Pero si hablamos de desgracias, ninguna como la que sufrió la dinastía Pahlevi, heredera del imperio persa. El emperador Mohammed Reza fue uno de los poquísimos hombres que tuvieron la soberbia -junto con Napoleón- de coronarse a sí mismos. Corría el año 1967, poco después de que visitara Argentina.
La Revolución iraní apagó los brillos en 1979. Ya enfermo de cáncer, el que había tenido la osadía de autoproclamarse “Rey de Reyes” fue depuesto y tras viajar por varios países -que le dieron la espalda- buscó asilo junto a su familia en Egipto, donde murió en 1980.

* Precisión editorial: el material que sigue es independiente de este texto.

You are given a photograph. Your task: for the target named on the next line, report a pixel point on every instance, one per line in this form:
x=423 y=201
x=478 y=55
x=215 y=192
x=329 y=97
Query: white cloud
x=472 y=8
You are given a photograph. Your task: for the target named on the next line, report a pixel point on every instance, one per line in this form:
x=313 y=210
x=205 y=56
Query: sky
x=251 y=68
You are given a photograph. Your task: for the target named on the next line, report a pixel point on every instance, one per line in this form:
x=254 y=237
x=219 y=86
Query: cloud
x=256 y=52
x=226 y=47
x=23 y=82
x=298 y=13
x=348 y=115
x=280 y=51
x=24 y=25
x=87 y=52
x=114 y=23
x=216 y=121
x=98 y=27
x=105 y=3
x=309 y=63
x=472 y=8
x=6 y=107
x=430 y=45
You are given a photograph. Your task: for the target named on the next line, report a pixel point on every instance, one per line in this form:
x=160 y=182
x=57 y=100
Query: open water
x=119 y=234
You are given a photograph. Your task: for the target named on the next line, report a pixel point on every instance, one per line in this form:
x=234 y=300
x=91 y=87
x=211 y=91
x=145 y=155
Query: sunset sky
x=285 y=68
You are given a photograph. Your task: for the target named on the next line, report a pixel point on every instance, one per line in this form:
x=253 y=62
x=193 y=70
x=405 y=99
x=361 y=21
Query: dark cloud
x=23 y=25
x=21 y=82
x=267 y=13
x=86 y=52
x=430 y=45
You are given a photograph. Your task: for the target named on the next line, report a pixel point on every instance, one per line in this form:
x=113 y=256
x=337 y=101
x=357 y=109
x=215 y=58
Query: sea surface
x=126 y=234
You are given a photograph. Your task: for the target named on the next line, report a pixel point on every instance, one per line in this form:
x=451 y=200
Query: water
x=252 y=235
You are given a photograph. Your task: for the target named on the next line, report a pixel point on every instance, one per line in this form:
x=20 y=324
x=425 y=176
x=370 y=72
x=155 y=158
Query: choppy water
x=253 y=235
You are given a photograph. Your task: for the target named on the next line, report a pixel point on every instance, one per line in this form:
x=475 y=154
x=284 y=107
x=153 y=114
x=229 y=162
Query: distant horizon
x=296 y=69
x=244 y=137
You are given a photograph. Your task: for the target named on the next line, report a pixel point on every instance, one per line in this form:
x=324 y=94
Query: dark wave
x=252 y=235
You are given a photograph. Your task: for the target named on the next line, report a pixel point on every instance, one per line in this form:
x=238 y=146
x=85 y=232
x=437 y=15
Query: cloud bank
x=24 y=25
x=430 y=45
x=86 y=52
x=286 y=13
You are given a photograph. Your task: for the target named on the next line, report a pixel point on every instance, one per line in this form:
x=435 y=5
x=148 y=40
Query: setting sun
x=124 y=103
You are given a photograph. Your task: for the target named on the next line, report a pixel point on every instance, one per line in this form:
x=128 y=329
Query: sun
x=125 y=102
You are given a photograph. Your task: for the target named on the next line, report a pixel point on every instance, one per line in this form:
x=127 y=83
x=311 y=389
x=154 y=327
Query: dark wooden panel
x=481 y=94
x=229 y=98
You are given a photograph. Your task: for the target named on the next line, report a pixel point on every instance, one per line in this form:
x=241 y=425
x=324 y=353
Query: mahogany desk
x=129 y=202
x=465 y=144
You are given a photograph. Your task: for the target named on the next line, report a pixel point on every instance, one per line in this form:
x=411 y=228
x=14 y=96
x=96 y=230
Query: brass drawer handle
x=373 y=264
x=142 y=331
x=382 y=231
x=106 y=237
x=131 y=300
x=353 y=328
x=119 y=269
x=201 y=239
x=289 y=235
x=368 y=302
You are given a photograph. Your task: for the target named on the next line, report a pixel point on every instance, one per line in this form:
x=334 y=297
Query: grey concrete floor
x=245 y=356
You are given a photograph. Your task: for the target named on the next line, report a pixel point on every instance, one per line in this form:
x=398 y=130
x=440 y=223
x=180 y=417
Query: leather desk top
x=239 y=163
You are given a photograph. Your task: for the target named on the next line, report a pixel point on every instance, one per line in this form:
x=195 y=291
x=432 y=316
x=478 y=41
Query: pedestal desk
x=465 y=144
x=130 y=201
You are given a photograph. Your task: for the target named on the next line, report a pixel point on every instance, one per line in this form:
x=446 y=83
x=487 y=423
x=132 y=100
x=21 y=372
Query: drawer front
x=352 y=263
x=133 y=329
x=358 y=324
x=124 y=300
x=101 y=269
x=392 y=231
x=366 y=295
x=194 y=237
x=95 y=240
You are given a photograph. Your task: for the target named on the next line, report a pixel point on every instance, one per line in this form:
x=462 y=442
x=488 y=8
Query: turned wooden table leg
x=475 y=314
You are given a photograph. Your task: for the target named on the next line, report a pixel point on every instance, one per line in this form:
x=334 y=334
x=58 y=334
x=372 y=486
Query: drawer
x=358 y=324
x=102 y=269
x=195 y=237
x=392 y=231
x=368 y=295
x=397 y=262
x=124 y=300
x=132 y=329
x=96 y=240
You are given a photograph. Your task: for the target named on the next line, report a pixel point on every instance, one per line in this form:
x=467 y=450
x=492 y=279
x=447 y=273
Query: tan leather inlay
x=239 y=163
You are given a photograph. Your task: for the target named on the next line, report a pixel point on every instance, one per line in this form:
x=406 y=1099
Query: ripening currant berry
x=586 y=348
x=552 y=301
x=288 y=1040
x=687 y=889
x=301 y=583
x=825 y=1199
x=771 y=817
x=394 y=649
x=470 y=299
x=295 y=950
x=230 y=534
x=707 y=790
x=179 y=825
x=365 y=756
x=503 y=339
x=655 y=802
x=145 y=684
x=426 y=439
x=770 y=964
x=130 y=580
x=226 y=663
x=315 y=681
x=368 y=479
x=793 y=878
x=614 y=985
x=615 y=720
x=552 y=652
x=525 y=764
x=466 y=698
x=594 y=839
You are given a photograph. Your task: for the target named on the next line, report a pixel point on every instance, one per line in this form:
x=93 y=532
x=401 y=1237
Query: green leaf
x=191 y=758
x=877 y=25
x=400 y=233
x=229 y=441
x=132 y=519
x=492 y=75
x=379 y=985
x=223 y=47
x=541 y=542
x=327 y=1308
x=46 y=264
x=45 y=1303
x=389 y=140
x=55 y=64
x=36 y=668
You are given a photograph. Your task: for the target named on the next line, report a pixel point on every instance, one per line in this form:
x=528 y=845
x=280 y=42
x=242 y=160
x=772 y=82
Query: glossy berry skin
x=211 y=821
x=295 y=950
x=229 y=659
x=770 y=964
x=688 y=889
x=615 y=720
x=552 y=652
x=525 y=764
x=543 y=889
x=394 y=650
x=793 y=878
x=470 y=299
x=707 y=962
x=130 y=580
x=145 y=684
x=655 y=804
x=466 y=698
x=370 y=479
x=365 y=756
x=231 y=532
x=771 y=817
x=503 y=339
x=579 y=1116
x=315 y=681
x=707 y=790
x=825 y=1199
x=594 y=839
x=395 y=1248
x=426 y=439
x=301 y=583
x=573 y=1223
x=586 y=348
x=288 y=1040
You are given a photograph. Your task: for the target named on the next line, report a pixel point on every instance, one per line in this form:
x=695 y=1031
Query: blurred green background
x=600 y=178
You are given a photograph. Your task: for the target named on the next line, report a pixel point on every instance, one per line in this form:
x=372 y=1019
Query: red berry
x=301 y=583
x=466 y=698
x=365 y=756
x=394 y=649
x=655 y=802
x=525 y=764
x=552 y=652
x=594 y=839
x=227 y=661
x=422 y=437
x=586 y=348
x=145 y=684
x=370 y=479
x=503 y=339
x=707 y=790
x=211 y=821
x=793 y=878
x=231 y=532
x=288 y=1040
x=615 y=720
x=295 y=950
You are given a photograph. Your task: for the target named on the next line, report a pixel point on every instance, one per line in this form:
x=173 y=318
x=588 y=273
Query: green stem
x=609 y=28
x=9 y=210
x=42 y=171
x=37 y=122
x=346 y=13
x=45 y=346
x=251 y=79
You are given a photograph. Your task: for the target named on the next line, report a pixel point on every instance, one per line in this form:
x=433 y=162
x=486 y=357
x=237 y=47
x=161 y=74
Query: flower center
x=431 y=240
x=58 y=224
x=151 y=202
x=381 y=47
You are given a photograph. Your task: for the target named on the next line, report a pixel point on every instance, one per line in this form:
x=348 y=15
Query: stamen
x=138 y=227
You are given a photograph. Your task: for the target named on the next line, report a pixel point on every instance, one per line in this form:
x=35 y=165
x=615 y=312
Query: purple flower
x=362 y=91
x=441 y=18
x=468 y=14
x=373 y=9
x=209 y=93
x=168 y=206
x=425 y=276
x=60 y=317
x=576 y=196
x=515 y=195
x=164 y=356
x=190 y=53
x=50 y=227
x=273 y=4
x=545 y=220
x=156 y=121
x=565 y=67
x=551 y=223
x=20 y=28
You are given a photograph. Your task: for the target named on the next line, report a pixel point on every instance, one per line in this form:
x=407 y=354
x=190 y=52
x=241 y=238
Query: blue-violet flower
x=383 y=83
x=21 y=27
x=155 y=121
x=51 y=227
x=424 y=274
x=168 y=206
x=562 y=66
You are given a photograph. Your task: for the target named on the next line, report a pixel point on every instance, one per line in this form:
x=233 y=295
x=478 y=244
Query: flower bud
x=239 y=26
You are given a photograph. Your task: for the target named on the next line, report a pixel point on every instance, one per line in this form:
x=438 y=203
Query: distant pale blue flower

Hoy, la familia imperial vive en el exilio. La emperatriz Farah vio como sus hijos nunca se recuperaron del trauma ni pudieron superar la injusticia del exilio. En 2001, la princesa Leila (su hija menor) aparecía muerta por una sobredosis de somníferos y diez años más tarde se suicidaba otro hijo, Ali Reza, por la misma razón. Ninguno había logrado aceptar la idea de haberlo perdido todo.